Supplement: cardiothoracic techniques & technologies

Emergence of a new direction in our specialty: catheter-assisted cardiac surgery

Hani Shennib, MDa

a Center for Innovative Cardiovascular Therapy, Heart Institute at St. Luke’s Roosevelt and Beth Israel Hospitals, New York, New York, USA

Address reprint requests to Dr Shennib, The Heart Institute, First Avenue at 16th St, New York, NY 10003
e-mail: hsshennib{at}bethisraelny.org

Presented at the Sixth Annual Cardiothoracic Techniques and Technologies Meeting 2000, Ft Lauderdale, FL, Jan 27–29, 2000.


    Introduction
 Top
 Introduction
 References
 
Around the meeting of the American Association of Thoracic Surgeons in 1995, a very small group of surgeons held a side discussion to explore some new ideas on lesser invasive approaches for heart operations. Questions asked and discussions, which followed, were as simple as: Could they be carried out and are they worth pursuing? The instigation for this forum was a widening acceptance of less invasive general thoracoscopic surgical techniques and some recent laboratory data, which suggested that key hole cardiac operations would be possible in the future. What really attracted much attention at that meeting, however, were reports coming out of several South American heart centers elucidating successful clinical experience with beating heart coronary artery bypass grafting (CABG).

The subsequent 2 years proved totally endoscopic coronary artery revascularization to be cumbersome and not feasible given existing visualization and anastomotic technology. Meanwhile the enthusiasm for beating heart single-vessel CABG through small target incisions was growing and minimally invasive direct coronary artery bypass (MIDCAB) manifested as the first milestone toward truly minimally invasive CABG.
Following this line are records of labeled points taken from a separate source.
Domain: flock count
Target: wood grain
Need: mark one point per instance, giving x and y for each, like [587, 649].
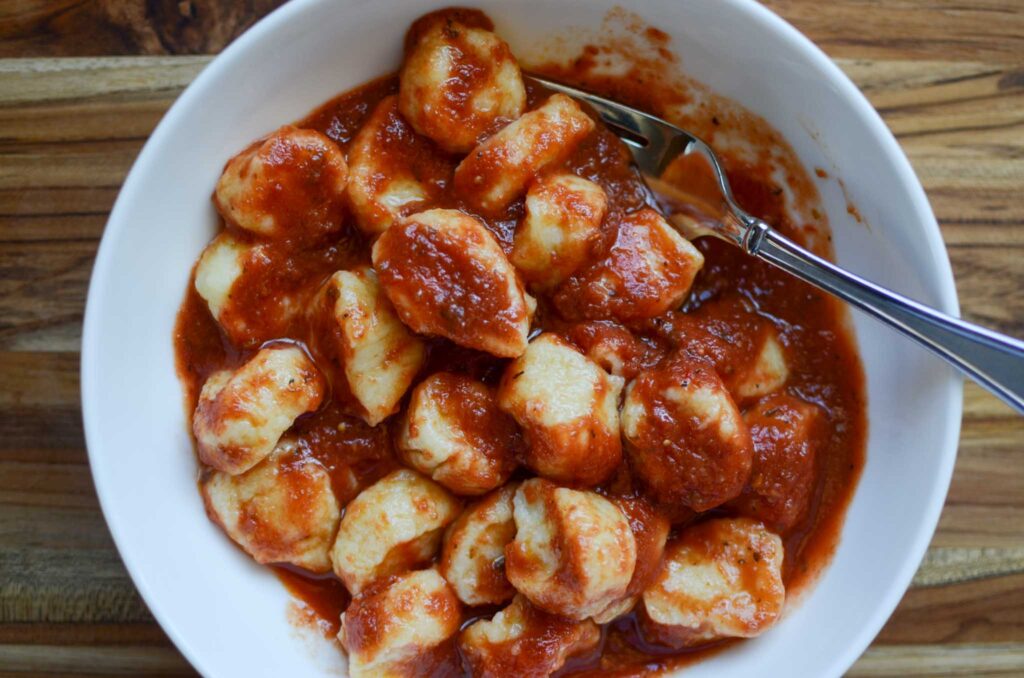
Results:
[947, 76]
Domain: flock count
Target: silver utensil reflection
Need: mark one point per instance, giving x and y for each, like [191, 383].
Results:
[994, 361]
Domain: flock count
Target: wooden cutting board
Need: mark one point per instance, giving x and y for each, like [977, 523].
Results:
[83, 83]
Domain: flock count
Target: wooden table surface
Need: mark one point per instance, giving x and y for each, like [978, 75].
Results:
[82, 83]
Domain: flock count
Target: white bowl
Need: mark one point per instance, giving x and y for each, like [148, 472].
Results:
[226, 613]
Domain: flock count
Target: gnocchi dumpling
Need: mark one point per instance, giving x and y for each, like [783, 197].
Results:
[786, 433]
[614, 348]
[446, 276]
[573, 551]
[282, 510]
[392, 525]
[498, 171]
[648, 270]
[455, 432]
[387, 629]
[290, 185]
[767, 373]
[393, 171]
[568, 410]
[523, 641]
[685, 439]
[228, 278]
[650, 532]
[473, 554]
[562, 223]
[721, 579]
[459, 82]
[378, 356]
[743, 347]
[242, 414]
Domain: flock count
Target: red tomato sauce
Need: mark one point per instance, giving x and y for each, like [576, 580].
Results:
[824, 367]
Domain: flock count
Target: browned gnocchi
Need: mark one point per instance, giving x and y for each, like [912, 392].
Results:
[282, 510]
[393, 525]
[561, 225]
[390, 626]
[242, 414]
[685, 438]
[448, 277]
[473, 555]
[573, 551]
[521, 640]
[650, 532]
[359, 332]
[226, 273]
[437, 98]
[786, 433]
[721, 579]
[648, 270]
[393, 171]
[499, 170]
[454, 432]
[568, 410]
[460, 477]
[290, 185]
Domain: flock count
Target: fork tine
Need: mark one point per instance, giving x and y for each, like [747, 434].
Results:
[655, 141]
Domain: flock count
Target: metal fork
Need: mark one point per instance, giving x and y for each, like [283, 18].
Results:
[993, 359]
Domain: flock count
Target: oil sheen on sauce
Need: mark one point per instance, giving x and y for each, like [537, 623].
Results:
[824, 367]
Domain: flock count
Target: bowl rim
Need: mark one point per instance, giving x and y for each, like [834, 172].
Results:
[852, 96]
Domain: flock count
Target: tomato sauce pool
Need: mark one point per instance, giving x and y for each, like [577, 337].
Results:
[824, 368]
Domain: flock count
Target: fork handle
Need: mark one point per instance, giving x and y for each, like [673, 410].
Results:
[993, 359]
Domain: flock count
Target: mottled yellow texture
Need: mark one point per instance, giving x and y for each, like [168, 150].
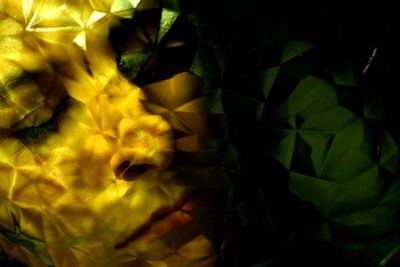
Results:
[70, 186]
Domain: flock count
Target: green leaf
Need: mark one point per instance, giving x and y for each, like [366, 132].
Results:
[33, 245]
[295, 48]
[311, 95]
[206, 63]
[168, 18]
[131, 64]
[268, 77]
[321, 193]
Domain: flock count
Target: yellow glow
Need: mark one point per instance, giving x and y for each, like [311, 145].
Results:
[67, 182]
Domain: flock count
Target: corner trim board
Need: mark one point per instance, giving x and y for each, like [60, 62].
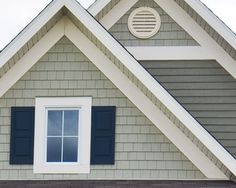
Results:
[145, 105]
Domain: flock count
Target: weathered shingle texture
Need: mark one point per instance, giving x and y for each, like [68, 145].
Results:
[141, 150]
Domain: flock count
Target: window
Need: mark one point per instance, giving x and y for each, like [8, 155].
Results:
[62, 135]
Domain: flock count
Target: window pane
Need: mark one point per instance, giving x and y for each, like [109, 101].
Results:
[54, 149]
[71, 122]
[54, 123]
[70, 147]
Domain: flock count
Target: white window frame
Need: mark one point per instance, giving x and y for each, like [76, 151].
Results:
[41, 105]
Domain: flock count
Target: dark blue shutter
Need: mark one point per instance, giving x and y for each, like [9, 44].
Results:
[103, 135]
[22, 135]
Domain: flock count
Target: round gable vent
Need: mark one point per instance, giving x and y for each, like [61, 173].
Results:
[144, 22]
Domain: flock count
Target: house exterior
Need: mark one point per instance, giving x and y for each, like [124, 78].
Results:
[138, 93]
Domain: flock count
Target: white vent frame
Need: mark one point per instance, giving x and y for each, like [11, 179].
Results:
[142, 31]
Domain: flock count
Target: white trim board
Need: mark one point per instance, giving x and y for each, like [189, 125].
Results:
[97, 6]
[29, 31]
[145, 105]
[117, 12]
[131, 91]
[33, 55]
[187, 23]
[200, 35]
[135, 68]
[213, 21]
[171, 53]
[151, 84]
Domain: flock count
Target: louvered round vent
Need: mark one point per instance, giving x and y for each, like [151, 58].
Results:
[144, 22]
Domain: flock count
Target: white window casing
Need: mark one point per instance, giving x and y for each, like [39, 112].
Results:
[40, 141]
In the last 5 years we saw beating heart operation expand to be applied to a sizable portion of patients with primary and redo multivessel CABG. Visionary surgeons and engineers who saw its potential championed improvement in technology and techniques of beating heart CABG [17]. Indeed, the most important development, which had an immediate profound impact, was mechanical stabilizers. This development led to facility and comfort in performing beating heart surgical techniques. The stabilizers also improved the quality of coronary artery anastomosis rendering its successful practice and predictable results. Naturally, the adoption of off-pump CABG grew beyond expectations. This was only the beginning. The first milestone was achieved with thousands of patients worldwide benefiting from beating heart CABG. The results are either equivalent to or better than conventional CABG. It is equivalent in most regards except for reduction in operative, intensive care unit, and hospital stay time and in blood loss and requirement for blood transfusions. There may also be an additional advantage of better neurologic protection by avoiding cardiopulmonary bypass.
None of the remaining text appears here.